Technosert automates precision PCB depaneling

Technosert automates precision PCB depaneling

Technosert has automated PCB separation at its Austrian manufacturing operation. The ASYS system combines precision handling, inspection, tool management, and process monitoring.


Technosert has installed an ASYS DIVISIO 5100 Gen 5 system to automate printed circuit board depaneling at its electronics manufacturing operation in Austria.

The standalone machine is configured so that an operator loads and unloads each product while the checking, handling, cutting, inspection, and tool management stages are completed automatically.

Depaneling separates individual printed circuit boards from the larger production panel used during component placement, soldering, cleaning, and inspection. Although the operation occurs near the end of assembly, an uncontrolled cut can damage components, solder joints, tracks, or laminate after considerable value has already been added.

The DIVISIO 5100 uses linear motors and is specified with positioning accuracy of up to ±10 microns. Dual-spindle and dual-gripper configurations can support cycle times below approximately 2–2.5 seconds, depending on the board geometry and cutting path.

Before a production run begins, the system checks the condition and availability of the required tools and resources. It continues to monitor the process during operation, adjusting parameters and using integrated camera and measurement functions to verify board position and cutting performance.

Automatic tool changing allows worn cutters to be replaced without a complete manual setup. ASYS says its tool-management arrangement can support extended production across as many as 20.5 shifts, although the actual interval will depend on the material, cutting length, spindle settings, and board design.

Complete cut inspection provides a record of whether the separation process followed the specified geometry. Deviations can be identified before the finished boards move into functional testing, coating, enclosure assembly, or shipment.
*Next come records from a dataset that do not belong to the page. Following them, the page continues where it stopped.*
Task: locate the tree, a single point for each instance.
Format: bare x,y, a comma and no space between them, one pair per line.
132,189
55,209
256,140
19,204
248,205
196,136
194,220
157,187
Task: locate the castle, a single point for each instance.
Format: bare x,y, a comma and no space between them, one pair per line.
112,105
Force-controlled grippers and a soft-stop function are intended to minimise mechanical stress during handling. Controlled movement becomes more important when components sit close to the board edge, thin substrates are used, or irregular geometries make the assembly vulnerable to flexing.

Technosert operates as an electronics manufacturing services provider, requiring its production equipment to accommodate different customer designs, batch sizes, quality requirements, and documentation standards. Changeover time consequently carries as much weight as peak cutting speed.
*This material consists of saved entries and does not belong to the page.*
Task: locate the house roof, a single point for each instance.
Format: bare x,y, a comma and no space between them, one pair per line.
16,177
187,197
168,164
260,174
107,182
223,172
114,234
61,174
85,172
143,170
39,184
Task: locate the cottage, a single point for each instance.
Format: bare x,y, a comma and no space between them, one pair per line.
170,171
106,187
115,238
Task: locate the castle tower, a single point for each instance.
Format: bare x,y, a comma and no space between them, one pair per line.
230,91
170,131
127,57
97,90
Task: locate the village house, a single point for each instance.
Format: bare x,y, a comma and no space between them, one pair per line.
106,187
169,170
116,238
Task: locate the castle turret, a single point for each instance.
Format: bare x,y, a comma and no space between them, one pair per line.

High-mix operations cannot normally optimise a machine around one board for an extended run. Programmes, fixtures, cutters, and handling arrangements must be changed frequently while retaining traceability and preventing the wrong setup from being applied to a similar-looking product.

That production model is driving investment across European electronics manufacturing. Polish EMS provider Assel has expanded its placement capacity through three new ASM SIPLACE SX systems, targeting a 20% to 30% improvement in line efficiency for complex, high-mix work.

Placement equipment accounts for only one part of the production flow. Printing, inspection, reflow, testing, coating, depaneling, and final assembly must all have sufficient capacity if the factory is to convert faster component placement into higher finished output.

Automating a downstream operation can expose variation that manual handling previously absorbed. Differences in panel dimensions, fiducial quality, board warpage, material behaviour, or routing geometry may need to be controlled more closely once a machine operates at repeatable tolerances.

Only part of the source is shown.